And yes, we've lost over seven million manufacturing jobs since the late 1970s, but experts like University of Michigan professor Mark J. Perry say many of those losses simply indicate we've gotten so darned efficient at making things. Now don't go off and start thinking too hard about this. It's really not something you should try to do at home. Just leave the thinking to professionals. Don't ask yourself why--if we've gotten so efficient and don't really need manufacturing jobs--Chinese factories employ many millions of workers to make the products we want to buy. Don't over-think this. Take a break. Go to Target. Get your self a nice big flat screen TV. Watch some movies. Get your mind off this nonsense.
Here, read this. It'll make you feel better (and now that Oprah's show has ended, we need to learn how to do this on our own): "The truth is that America still makes a lot of stuff, and we're making more of it than ever before. We're merely able to do it with a fraction of the workers needed in the past." See? Professor Perry knows what he's talking about. Just relax. It'll be fine. We make "stuff."

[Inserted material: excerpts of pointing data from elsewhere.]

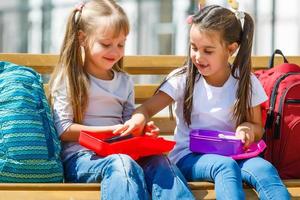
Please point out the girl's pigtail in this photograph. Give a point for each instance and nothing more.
(71, 60)
(242, 62)
(189, 90)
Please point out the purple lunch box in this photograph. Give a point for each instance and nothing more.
(215, 142)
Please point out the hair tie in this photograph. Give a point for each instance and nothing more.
(79, 7)
(240, 16)
(201, 4)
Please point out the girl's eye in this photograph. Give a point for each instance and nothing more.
(194, 48)
(208, 52)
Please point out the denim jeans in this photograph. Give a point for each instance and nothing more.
(164, 180)
(228, 174)
(123, 178)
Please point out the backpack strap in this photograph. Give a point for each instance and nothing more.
(271, 61)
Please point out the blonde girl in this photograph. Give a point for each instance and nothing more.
(90, 91)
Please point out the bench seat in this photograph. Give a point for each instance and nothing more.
(134, 65)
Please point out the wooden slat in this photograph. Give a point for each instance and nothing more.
(158, 64)
(48, 191)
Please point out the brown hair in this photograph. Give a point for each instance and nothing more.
(86, 18)
(225, 22)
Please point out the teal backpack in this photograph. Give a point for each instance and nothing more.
(29, 144)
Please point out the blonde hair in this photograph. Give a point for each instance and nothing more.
(86, 18)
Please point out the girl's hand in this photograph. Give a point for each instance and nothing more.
(245, 133)
(134, 126)
(151, 129)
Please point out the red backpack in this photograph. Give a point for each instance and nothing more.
(281, 116)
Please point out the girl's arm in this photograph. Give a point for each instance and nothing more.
(252, 130)
(143, 113)
(72, 133)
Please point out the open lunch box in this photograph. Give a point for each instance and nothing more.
(107, 143)
(223, 143)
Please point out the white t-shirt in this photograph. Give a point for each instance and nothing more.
(110, 102)
(212, 108)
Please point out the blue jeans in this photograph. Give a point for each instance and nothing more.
(164, 180)
(123, 178)
(228, 174)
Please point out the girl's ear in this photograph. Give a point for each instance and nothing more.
(232, 48)
(81, 38)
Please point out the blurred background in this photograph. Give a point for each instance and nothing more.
(157, 26)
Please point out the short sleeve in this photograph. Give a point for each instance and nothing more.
(62, 108)
(174, 85)
(258, 93)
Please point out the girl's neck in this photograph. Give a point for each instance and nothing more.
(220, 78)
(99, 73)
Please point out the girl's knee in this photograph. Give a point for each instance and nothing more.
(260, 166)
(228, 163)
(123, 163)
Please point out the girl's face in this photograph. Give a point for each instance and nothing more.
(104, 51)
(210, 55)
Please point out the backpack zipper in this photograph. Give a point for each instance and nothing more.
(280, 110)
(270, 113)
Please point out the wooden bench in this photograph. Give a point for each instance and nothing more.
(137, 66)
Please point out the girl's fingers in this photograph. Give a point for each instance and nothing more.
(241, 135)
(121, 129)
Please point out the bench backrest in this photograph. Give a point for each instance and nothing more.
(135, 65)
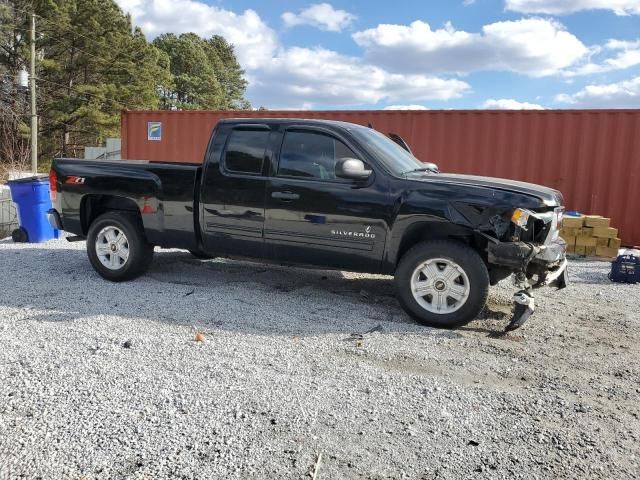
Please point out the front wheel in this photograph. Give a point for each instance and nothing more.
(117, 247)
(442, 283)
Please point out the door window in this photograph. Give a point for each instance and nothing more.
(245, 151)
(312, 156)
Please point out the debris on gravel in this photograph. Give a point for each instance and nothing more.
(103, 380)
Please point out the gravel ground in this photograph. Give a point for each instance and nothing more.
(103, 380)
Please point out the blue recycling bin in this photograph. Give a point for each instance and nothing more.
(31, 197)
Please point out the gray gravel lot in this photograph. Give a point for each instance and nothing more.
(278, 380)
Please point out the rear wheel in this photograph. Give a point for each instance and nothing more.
(442, 283)
(117, 247)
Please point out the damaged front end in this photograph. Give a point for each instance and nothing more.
(535, 253)
(525, 243)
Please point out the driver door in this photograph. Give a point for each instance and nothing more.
(313, 217)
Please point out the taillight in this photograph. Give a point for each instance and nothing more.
(53, 185)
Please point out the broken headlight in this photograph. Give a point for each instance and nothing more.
(520, 217)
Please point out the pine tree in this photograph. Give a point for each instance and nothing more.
(205, 73)
(92, 64)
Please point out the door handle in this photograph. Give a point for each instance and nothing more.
(285, 196)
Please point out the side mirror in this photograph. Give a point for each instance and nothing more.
(352, 168)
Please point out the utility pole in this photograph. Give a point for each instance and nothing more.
(34, 115)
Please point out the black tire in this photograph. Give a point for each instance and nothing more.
(467, 259)
(201, 255)
(140, 252)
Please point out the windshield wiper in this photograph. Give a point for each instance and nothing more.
(422, 169)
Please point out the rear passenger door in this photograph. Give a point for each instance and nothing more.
(311, 216)
(233, 191)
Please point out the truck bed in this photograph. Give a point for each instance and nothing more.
(164, 193)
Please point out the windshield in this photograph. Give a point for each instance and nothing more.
(393, 156)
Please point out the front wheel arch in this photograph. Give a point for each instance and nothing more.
(462, 255)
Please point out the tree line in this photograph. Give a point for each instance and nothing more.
(92, 63)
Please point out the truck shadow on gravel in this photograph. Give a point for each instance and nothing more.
(227, 294)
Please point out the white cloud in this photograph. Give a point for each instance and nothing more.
(624, 94)
(627, 56)
(510, 104)
(561, 7)
(532, 46)
(290, 77)
(254, 40)
(303, 77)
(405, 107)
(320, 15)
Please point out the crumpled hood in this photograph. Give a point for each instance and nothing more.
(548, 196)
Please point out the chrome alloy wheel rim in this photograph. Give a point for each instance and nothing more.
(112, 248)
(440, 286)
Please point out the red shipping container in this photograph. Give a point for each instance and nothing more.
(592, 156)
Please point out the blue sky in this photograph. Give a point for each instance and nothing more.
(436, 54)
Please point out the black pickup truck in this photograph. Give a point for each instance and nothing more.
(322, 193)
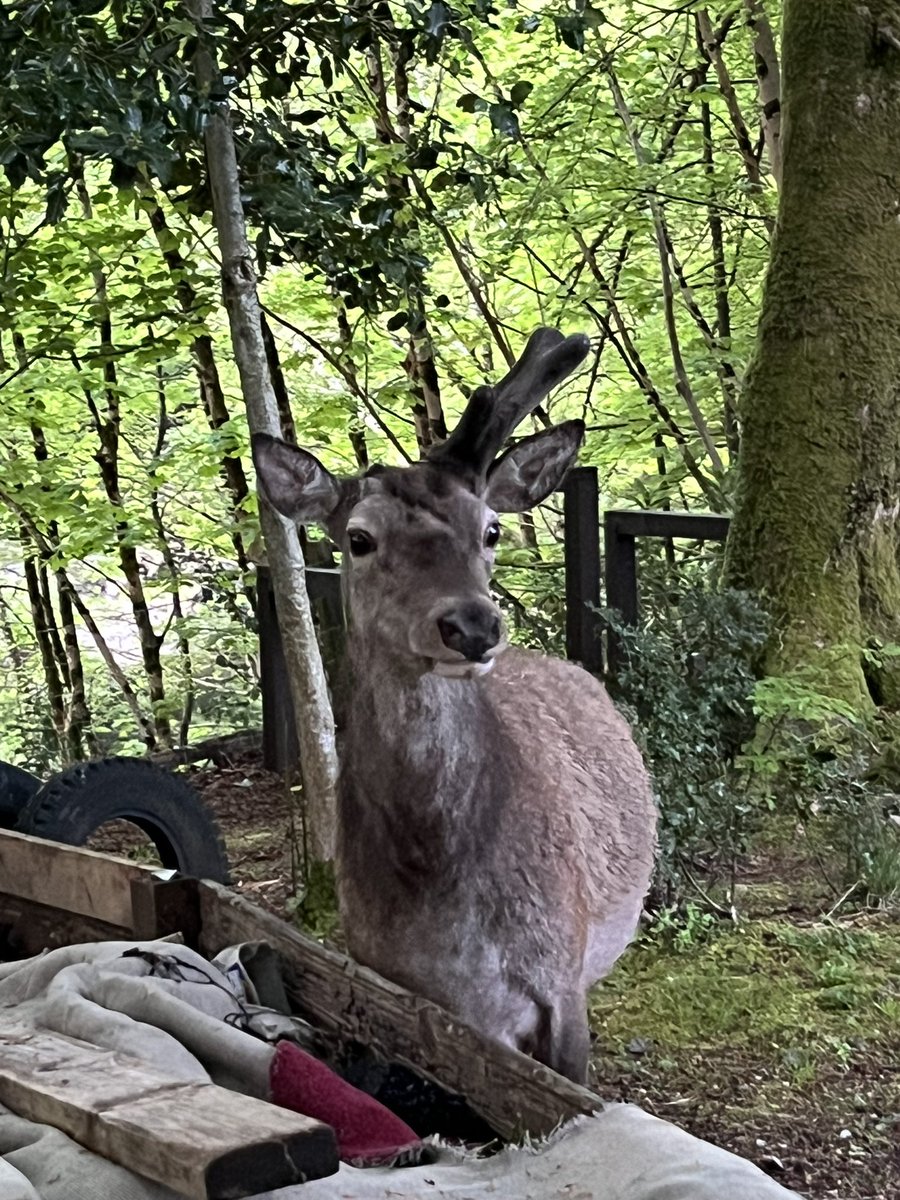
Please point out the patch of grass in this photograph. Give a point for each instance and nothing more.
(799, 991)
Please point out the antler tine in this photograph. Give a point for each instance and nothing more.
(493, 413)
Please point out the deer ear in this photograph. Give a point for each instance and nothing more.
(294, 481)
(533, 468)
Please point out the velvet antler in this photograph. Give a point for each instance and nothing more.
(493, 412)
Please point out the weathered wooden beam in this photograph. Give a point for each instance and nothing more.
(201, 1140)
(665, 523)
(69, 877)
(166, 906)
(514, 1093)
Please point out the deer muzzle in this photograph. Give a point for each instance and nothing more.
(472, 629)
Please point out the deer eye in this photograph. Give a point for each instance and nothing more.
(492, 534)
(361, 543)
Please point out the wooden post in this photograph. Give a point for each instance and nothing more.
(280, 742)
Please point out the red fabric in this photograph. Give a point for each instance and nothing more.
(367, 1133)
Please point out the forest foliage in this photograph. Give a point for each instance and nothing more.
(425, 184)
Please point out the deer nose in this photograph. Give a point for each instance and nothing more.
(473, 629)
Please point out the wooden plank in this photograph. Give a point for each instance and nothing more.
(28, 928)
(69, 877)
(201, 1140)
(511, 1092)
(665, 523)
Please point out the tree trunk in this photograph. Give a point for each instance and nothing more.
(817, 509)
(768, 75)
(315, 720)
(211, 395)
(108, 427)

Whatever you do, don't start asking questions like: since American workers are so productive and efficient, how come America's own computer, electronics, appliance corporations like General Electric, Apple, Inc, Dell and H-P, to name a few, manufacture their products anywhere but here? Since we're able to accomplish so much with only "a fraction of the workers," couldn't a small, efficient group of us here in America be employed making, for example, millions of iPads and iPhones for the same price as the one million workers currently employed by Hon Hai Pecision Industry Co. / Foxconn in China? It wouldn't have to be a million workers. It could even be like 1,000 workers, or even 100. And wouldn’t those workers infuse capital into our economy? And wouldn't that capital infusion benefit us all?
Oops, started thinking too hard again. Like I said, back away from the statistics, folks. Let's keep moving along. Nothing to look at here. Just business as usual.